Back in 2007, the Commission:
- modified its “cease-operation” rule (Section 73.809) to provide that an LPFM station causing interference to a later-authorized (or later-modified) full service station would apply only to co-channel and first-adjacent channel situations, not second-adjacent situations;
- established new standards for waiving separation requirements when a later-authorized/modified full service station would ordinarily displace an LPFM but there are no alternate, rule-compliant channels to which the LPFM might relocate;
- created a “rebuttable non-binding presumption” essentially elevating LPFM’s over later-filed full service applications for change of city of license in the overall pecking order if the LPFM guy can demonstrate that it has “regularly provided at least eight hours per day of locally originated programming.”

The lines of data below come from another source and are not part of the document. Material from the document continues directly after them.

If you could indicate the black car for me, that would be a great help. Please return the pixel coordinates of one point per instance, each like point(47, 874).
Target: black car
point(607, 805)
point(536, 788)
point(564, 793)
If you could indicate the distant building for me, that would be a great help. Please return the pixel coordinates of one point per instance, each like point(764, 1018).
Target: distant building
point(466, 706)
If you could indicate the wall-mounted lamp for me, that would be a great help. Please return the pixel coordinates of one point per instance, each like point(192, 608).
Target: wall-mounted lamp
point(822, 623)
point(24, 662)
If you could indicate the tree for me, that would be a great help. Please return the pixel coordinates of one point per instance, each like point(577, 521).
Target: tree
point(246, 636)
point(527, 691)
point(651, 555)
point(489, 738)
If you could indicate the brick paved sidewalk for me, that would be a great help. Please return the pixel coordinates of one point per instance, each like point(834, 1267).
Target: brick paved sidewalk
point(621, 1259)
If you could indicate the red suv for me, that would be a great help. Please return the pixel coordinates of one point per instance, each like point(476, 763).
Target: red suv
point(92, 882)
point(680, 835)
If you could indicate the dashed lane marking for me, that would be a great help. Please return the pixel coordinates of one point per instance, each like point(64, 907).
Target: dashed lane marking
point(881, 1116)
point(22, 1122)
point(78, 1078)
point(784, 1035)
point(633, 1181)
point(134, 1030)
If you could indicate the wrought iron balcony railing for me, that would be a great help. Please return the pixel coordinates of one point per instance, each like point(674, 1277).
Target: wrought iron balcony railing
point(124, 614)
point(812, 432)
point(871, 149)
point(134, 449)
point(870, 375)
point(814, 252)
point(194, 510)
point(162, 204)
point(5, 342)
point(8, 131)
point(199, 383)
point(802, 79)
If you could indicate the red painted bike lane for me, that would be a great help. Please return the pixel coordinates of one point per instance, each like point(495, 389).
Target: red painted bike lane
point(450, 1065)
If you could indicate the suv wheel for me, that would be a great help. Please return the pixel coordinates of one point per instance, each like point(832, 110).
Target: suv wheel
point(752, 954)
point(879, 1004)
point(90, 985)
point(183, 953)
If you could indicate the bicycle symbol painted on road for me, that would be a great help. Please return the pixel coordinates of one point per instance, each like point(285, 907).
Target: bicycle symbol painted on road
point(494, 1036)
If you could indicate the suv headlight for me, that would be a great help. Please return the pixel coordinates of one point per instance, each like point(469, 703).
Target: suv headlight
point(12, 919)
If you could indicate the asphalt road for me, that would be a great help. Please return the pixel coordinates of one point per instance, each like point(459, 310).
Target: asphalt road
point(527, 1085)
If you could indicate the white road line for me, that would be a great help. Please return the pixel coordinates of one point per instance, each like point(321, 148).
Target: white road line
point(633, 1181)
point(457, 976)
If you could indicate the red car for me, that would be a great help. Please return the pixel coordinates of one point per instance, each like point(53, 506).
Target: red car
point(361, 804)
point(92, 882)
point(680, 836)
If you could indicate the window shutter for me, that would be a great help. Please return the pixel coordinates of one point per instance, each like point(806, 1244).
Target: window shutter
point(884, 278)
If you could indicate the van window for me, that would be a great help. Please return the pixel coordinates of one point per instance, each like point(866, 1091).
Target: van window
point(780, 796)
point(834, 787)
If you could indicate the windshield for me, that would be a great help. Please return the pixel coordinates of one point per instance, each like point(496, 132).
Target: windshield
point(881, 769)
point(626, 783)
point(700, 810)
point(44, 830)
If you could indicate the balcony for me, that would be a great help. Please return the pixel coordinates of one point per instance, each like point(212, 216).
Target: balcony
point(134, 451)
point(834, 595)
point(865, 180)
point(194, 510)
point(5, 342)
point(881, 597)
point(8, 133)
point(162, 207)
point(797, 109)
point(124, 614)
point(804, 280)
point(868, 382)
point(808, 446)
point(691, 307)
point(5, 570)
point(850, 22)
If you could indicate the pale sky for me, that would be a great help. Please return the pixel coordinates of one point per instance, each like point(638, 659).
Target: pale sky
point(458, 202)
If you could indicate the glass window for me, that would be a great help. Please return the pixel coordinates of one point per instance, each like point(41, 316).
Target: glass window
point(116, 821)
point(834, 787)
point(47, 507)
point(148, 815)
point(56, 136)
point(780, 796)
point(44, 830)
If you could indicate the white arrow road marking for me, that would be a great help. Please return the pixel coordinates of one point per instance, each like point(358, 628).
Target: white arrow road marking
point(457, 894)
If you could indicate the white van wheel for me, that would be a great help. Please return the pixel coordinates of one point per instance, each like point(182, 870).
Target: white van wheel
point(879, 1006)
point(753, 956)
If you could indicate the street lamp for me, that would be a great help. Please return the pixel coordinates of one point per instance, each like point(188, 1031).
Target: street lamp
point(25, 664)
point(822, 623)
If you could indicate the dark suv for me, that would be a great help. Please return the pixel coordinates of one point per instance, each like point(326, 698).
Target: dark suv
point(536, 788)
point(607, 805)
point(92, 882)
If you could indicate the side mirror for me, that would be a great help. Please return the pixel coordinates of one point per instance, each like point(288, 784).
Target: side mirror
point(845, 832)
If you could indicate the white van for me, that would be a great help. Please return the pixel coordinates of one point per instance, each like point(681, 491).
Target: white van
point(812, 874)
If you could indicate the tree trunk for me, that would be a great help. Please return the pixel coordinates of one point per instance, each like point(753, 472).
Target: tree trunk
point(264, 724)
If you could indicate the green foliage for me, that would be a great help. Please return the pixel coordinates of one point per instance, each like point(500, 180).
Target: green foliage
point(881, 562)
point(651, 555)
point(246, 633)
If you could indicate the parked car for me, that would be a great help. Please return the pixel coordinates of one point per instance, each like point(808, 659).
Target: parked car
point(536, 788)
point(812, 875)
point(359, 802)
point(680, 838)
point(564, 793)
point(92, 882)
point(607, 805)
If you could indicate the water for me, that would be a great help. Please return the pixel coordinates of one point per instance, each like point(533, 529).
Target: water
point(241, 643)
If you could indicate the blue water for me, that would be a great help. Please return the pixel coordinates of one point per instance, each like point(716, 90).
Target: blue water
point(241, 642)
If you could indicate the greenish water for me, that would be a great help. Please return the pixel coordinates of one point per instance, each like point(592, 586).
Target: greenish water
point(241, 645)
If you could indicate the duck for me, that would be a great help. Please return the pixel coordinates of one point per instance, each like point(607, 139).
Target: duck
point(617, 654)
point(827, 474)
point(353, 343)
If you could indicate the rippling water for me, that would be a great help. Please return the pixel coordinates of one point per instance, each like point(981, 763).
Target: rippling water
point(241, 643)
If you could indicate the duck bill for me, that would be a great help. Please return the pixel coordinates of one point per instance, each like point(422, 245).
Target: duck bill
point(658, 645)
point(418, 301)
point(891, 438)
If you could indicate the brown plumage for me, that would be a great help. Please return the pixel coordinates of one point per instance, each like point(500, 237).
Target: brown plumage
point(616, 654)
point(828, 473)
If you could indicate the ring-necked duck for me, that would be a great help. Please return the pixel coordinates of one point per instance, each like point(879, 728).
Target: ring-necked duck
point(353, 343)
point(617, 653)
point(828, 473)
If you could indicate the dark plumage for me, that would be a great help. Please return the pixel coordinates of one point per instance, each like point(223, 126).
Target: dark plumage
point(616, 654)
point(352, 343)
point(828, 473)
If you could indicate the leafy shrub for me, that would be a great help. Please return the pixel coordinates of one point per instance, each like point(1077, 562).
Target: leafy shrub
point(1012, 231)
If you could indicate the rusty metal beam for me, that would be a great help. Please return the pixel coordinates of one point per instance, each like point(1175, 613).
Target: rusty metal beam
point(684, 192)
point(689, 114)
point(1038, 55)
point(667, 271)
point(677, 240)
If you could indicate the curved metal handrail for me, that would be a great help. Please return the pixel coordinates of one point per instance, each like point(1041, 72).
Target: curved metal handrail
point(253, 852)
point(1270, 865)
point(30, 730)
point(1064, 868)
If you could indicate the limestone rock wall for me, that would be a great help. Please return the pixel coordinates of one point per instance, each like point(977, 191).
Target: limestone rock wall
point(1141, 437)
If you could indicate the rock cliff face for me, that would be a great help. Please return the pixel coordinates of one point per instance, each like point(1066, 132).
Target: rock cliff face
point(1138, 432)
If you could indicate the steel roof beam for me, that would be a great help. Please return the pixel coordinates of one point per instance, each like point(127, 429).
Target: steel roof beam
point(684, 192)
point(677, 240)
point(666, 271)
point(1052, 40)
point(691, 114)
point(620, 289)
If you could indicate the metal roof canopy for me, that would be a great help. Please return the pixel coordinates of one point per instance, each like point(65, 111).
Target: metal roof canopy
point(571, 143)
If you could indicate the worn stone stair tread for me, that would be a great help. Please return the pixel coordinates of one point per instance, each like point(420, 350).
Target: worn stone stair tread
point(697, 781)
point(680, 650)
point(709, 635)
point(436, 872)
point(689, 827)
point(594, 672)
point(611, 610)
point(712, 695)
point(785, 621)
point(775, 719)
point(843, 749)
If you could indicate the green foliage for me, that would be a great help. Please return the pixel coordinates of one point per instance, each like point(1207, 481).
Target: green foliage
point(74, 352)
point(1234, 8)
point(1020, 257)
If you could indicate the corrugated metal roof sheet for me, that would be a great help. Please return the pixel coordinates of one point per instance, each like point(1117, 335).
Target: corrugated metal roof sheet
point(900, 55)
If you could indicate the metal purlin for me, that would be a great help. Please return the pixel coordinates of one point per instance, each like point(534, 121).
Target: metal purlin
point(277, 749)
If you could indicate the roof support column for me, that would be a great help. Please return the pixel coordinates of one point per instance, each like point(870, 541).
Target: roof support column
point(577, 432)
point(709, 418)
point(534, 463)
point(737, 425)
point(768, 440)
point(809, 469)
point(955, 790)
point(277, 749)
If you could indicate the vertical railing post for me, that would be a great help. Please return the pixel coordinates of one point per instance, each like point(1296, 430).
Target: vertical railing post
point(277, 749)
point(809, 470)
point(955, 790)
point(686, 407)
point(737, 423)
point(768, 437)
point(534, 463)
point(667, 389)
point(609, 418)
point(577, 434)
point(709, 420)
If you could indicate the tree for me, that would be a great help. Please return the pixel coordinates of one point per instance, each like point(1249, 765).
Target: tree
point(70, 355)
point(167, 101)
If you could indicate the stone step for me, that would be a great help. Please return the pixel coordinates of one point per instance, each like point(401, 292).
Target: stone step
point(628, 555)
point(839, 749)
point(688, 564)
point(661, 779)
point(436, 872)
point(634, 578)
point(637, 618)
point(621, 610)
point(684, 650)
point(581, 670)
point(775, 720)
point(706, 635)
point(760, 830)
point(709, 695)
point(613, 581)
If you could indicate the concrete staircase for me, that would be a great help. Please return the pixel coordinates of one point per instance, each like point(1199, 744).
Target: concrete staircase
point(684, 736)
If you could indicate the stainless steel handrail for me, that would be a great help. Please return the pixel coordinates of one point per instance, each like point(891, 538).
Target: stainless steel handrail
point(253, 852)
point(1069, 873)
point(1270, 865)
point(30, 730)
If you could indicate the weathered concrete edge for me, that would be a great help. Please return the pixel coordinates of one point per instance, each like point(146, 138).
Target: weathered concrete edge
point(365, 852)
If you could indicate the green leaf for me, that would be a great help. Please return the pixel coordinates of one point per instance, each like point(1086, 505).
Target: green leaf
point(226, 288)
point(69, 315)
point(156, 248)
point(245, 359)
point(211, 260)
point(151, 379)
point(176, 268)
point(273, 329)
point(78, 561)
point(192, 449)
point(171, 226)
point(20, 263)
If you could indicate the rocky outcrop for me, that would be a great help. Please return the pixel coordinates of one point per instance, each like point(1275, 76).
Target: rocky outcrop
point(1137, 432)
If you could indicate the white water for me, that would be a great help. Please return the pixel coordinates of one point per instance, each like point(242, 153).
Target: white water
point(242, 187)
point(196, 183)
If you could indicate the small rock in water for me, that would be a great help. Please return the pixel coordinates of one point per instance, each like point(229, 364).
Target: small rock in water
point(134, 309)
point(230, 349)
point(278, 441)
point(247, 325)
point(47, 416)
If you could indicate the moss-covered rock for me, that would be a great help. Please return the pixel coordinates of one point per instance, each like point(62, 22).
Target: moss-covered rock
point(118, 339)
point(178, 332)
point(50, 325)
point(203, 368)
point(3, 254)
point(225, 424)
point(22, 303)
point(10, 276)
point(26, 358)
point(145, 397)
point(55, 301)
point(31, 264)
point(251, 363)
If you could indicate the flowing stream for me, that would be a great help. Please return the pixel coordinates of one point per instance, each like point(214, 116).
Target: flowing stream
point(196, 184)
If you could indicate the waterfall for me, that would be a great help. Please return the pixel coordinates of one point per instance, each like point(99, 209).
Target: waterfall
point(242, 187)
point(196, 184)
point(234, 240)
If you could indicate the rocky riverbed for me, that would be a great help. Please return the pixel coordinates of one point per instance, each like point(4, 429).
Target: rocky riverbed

The Court acknowledged that some of the NAB’s arguments were at least “seemingly intuitive” – but in the end those arguments ran smack into Congress’s language, which plainly did not support the NAB. Logically, of course, whittling away at second-adjacent protections does appear to be inconsistent with Congress’s express mandate that third-adjacent (i.e., more attenuated) protections be maintained. However, the fact that Congress did not expressly mandate maintenance of second-adjacent protection was fatal to the NAB’s argument. (As the Court saw it, the FCC’s position was neither “demonstrably at odds” with the statute nor “contrary to common sense” – strong praise, indeed.)
The Court also disagreed with NAB’s attack on the “rebuttable non-binding presumption” which (to the passing eye, at least) appears to be purely content-based, since it is triggered by the LPFM’s claim of having provided “locally originated programming”. But in the Court’s view, the term “locally originated programming” refers to the “geographic location of the production of programming”, not the “substantive content of the programs.” (The Court did keep the NAB’s content-based argument alive for another day by dismissing it as unripe because “there is no clear indication that the Commission will regulate content in applying the presumption”.)
One more interesting point: the Court again cites the Supreme Court’s Fox opinion to give the Commission broad protection against garden-variety APA arbitrary-and-capricious arguments. We predicted such increasing reliance on the new APA standard articulated by the Supremes back in April.